Scott Gilbert Crown,2020 Acrylic on panel, 11 x 14
Crown was created as a reminder of Christ’s sacrifice on the cross for us. Pierced for our transgressions, the King of kings bore a crown of thorns on his head. “Corona” is etched into the wood. Though we are experiencing the devastation of a virus that is sweeping our world, we can have total peace in Christ knowing their is power in the blood to cover anything we walk through earth side. We can say with confidence, because of Christ, it is well.
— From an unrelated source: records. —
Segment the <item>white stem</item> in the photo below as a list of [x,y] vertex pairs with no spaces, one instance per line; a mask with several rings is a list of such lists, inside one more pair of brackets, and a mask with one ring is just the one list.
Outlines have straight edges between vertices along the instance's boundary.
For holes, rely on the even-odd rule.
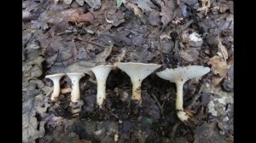
[[177,98],[176,98],[176,110],[177,110],[177,116],[182,121],[187,121],[189,117],[188,114],[183,111],[183,84],[184,81],[183,82],[177,82]]
[[97,80],[97,105],[102,107],[103,101],[106,99],[106,79]]
[[79,79],[72,79],[71,101],[77,102],[80,99]]
[[132,83],[132,94],[131,94],[131,100],[137,100],[141,101],[142,100],[142,80],[141,79],[136,79],[131,80]]
[[177,82],[176,110],[183,111],[183,84],[184,82]]
[[[60,78],[61,79],[61,78]],[[58,98],[58,96],[60,95],[60,79],[55,79],[53,80],[53,83],[54,83],[54,91],[51,94],[51,100],[56,100],[56,99]]]

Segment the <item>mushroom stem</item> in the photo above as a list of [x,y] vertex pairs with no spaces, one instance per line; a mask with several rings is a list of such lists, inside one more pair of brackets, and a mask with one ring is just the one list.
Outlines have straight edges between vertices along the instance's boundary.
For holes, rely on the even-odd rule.
[[183,111],[183,84],[184,82],[176,83],[177,97],[176,97],[176,110]]
[[131,94],[131,100],[137,100],[140,102],[142,101],[142,81],[141,80],[132,80],[132,94]]
[[177,97],[176,97],[176,111],[177,116],[182,122],[188,121],[189,115],[183,110],[183,85],[185,81],[176,82]]
[[84,77],[84,73],[73,72],[67,73],[72,83],[71,101],[77,102],[80,100],[79,80]]
[[[61,77],[60,77],[61,79]],[[51,94],[50,100],[56,100],[56,99],[58,98],[58,96],[60,95],[60,79],[59,80],[53,80],[53,83],[54,83],[54,91]]]
[[54,91],[50,97],[51,100],[56,100],[58,96],[60,95],[60,80],[64,75],[64,73],[57,73],[45,76],[45,78],[49,78],[54,84]]
[[79,79],[72,80],[71,101],[76,102],[80,99]]
[[106,79],[97,79],[97,99],[96,102],[97,105],[99,105],[100,108],[102,108],[102,106],[103,104],[103,101],[106,99]]
[[95,74],[97,81],[96,103],[100,108],[102,107],[102,104],[106,99],[106,82],[108,76],[113,68],[113,66],[107,65],[98,66],[90,69]]

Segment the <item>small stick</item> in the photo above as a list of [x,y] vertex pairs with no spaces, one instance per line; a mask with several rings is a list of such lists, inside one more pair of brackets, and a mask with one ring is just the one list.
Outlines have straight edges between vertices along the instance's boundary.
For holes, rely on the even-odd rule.
[[152,95],[152,96],[153,96],[153,99],[156,101],[157,106],[159,106],[159,108],[160,108],[160,111],[161,111],[162,117],[163,117],[163,118],[165,118],[165,116],[164,116],[164,110],[163,110],[161,105],[160,104],[160,102],[158,101],[157,98],[154,96],[154,94],[151,94],[150,95]]
[[171,140],[173,140],[176,130],[177,130],[177,127],[180,125],[180,123],[181,123],[180,121],[175,123],[175,124],[172,128],[172,134],[171,134]]
[[102,45],[102,44],[99,44],[99,43],[94,43],[94,42],[90,42],[90,41],[83,41],[82,43],[91,43],[91,44],[95,44],[96,46],[100,46],[100,47],[104,47],[104,48],[108,48],[108,46],[104,46],[104,45]]

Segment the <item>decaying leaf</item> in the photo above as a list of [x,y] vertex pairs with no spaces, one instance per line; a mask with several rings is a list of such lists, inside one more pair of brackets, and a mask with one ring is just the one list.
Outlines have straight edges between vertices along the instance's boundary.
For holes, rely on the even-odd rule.
[[177,13],[176,5],[174,0],[164,0],[161,3],[161,12],[160,15],[161,21],[163,23],[162,29],[164,29],[171,20],[173,20]]
[[22,63],[22,82],[27,83],[31,78],[38,77],[43,74],[42,71],[42,62],[44,58],[38,56],[37,58],[32,59],[29,61]]
[[139,7],[134,3],[131,3],[128,2],[127,0],[123,0],[123,3],[125,6],[128,9],[131,9],[133,10],[133,13],[135,15],[137,15],[138,17],[142,18],[143,17],[143,11],[139,9]]
[[192,48],[179,52],[180,56],[188,62],[195,61],[199,57],[201,48]]
[[101,0],[84,0],[87,4],[93,9],[98,9],[102,6],[102,1]]
[[197,9],[197,11],[201,11],[205,14],[205,15],[207,15],[209,11],[209,8],[211,6],[210,0],[201,0],[201,7]]
[[64,3],[68,4],[68,5],[71,4],[72,1],[73,0],[63,0]]
[[218,49],[221,52],[221,56],[223,56],[224,60],[226,60],[229,58],[229,54],[226,48],[222,44],[221,41],[218,37]]
[[47,108],[48,98],[43,94],[29,98],[22,104],[22,141],[35,142],[37,138],[44,134],[46,121],[38,121],[37,117],[44,117]]
[[129,2],[137,4],[143,11],[152,11],[151,8],[155,8],[155,5],[150,0],[129,0]]
[[68,21],[72,22],[91,22],[94,20],[94,16],[91,13],[88,12],[84,14],[81,8],[70,9],[61,12],[64,17],[67,17]]
[[116,7],[119,8],[123,3],[122,0],[116,0]]
[[84,5],[84,0],[76,0],[76,2],[77,2],[80,6],[83,6],[83,5]]
[[215,55],[210,59],[207,62],[208,65],[212,65],[212,71],[215,75],[219,77],[224,77],[227,74],[229,66],[223,57]]

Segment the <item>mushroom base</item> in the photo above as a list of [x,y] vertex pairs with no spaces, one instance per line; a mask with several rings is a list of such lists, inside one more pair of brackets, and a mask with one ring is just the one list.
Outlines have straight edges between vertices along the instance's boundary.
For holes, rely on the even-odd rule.
[[190,110],[184,110],[177,112],[177,116],[183,123],[188,123],[189,120],[194,122],[193,113]]
[[132,81],[132,94],[131,94],[131,100],[138,100],[141,104],[142,102],[142,88],[141,88],[142,83],[140,80],[138,81]]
Welcome to Scott Gilbert Art! Scott Gilbert is a professional realist painter who works in Houston, Texas. He has been painting since 2010 and founded Scott Gilbert Art in 2020. He has been an avid angler his entire life, which inspires much of his work. This is particularly evident through his “Fruit Lure Series” as well as his “Lure Series.” He enjoys creating realistic paintings of ordinary items in an extraordinary manner. His Bacon Heart as well as Chicken Nugget are just a couple of examples of this.
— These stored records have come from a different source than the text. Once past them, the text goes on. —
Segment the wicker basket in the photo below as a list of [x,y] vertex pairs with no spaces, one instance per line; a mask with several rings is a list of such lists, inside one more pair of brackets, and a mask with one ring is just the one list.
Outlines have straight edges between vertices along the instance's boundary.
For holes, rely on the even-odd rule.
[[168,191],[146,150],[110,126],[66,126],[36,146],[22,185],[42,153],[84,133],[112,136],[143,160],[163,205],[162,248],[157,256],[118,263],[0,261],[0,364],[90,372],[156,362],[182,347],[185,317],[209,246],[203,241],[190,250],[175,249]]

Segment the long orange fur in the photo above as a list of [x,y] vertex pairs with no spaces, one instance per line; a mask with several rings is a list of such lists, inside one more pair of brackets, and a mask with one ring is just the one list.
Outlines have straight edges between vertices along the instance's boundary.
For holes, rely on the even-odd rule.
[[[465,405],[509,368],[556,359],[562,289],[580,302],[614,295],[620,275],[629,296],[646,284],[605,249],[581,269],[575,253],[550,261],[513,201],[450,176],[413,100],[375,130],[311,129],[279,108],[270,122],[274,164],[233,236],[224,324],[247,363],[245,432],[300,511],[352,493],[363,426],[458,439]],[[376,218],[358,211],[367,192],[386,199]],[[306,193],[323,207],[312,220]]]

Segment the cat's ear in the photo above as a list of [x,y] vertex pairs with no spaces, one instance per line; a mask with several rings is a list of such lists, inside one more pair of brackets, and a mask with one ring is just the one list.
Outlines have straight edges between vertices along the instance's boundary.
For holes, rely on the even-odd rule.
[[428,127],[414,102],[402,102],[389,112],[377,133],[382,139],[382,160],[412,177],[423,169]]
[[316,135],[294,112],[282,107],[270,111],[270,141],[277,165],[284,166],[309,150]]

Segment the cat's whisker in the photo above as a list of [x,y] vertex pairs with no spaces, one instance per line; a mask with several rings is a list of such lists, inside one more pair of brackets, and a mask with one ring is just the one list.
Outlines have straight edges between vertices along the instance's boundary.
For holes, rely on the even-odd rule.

His passion for painting began in 2010 while studying sculpture at the University of Houston-Clear Lake. For a couple of years, he split his time between sculpture and painting. One day, after completing one of his wood sculptures “Cesarean in Wood” he decided to take the same concept to the canvas producing the award winning “Cesarean.” This was an awakening for him as a painter. From this point, he began to paint almost exclusively. Scott believes there is a kinship in what we see, what we know and the everyday pleasures we consume. He conveys his vision through a timeless realistic painting style; however, his concepts stray from traditional content. He likes to work in clean backgrounds and subjects that invite the viewer to look beyond what they know of real life. In marrying traditional realism and the playfulness of known objects, he can both give nod to still life works of old while enticing the modern viewer with simple joys from their own day to day lives. The viewer can take comfort in the approachability of his work and then be surprised by what was not initially expected.